A Celebration of All Things Cultural, Artistic, and Entertaining in Madison
Dec 2, 2011
A New Tradition
Last year when I reviewed Li Chiao-Ping Dance’s The Knotcracker, I mentioned hoping that the production would become a holiday tradition. I got my wish as the production returned last night to Overture Center’s Promenade Hall.
The Knotcracker combines dance and theater to share the story of Little Miss Steps, a girl who eagerly but futilely tries to fit in. Liz Sexe returns to play her, and brings an openness and innocence to the role. She’s in turns curious and observant, bold and then timid, as she travels through diverse scenes, meets different characters and strives to find where she belongs.

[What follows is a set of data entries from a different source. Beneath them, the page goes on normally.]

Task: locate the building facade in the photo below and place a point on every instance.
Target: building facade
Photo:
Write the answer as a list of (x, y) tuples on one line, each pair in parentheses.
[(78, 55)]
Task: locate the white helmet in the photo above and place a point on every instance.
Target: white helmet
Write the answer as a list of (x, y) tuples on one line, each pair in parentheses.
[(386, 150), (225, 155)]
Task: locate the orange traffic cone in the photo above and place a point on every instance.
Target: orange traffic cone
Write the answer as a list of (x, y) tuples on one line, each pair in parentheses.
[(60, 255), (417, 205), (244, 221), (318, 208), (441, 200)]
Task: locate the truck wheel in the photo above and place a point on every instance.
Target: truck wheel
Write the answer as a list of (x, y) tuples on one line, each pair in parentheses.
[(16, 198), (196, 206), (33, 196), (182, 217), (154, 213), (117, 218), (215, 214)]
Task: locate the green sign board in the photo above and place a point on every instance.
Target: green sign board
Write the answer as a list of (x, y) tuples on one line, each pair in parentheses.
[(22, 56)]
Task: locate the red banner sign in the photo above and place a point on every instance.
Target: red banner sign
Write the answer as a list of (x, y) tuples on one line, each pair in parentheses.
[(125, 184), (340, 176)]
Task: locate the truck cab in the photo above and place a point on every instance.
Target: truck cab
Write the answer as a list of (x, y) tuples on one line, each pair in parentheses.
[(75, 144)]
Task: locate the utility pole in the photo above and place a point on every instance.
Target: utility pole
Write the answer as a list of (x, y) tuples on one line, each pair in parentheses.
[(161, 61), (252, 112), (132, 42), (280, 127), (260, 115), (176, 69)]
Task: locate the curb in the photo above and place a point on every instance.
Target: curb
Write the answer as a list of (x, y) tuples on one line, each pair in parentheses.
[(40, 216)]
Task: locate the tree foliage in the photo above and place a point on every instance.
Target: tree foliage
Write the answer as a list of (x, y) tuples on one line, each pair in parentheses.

Several highlights from last year remain—the slightly frightening group of dancers clad in black costumes who reject Miss Steps, the funny, frenzied girls doing yoga to “Flight of the Bumblebee,” the water-squirting “Aqueducks” and a guest artist from Cycropia Aerial Dance.
But new high points emerge, too. A dancer cleaning the floor during intermission quickly started the second half of the program when she handed the mop to Sexe and performed like a speed skater to Aaron Copland’s “Fanfare for the Common Man.” Rachel Krinsky is fantastic in this scene, and elsewhere throughout the performance, such as when she and Nicole Roerick join Sexe and Li Chiao-Ping in a forceful scene set to Yid Vicious’ “Nokh a Gleyzl Vayn.”
It’s always a joy to watch Li. She’s strong and captivating and sets off the dancers with which she shares the stage. And it’s a pleasure to see what a diverse production she’s created with The Knotcracker.
The production feels more nuanced this year. Perhaps having a bit of familiarity with it allows the viewer to take in the quieter details, pick up the more subtle movements, better appreciate the beautiful moments.
Li writes in the program notes that creating The Knotcracker nearly two years ago led her on a journey of “trying to figure out how to find my self inside of this world, where conformity is valued.” Ultimately, the lesson is that being oneself is more of a comfort than being accepted by a group.
But the production takes the idea a step further. Li also writes, “Wrapped up in this program meant to delight and entertain is a wish for mutual respect and acceptance of differences.” She puts the notion into practice by casting not only trained dancers but also community dancers and members of the Zhong Yi Kung Fu Association, all of whom come together in the finale.
If you haven’t yet seen the production—or even if you have last year—treat yourself to this contemporary holiday tradition in the making.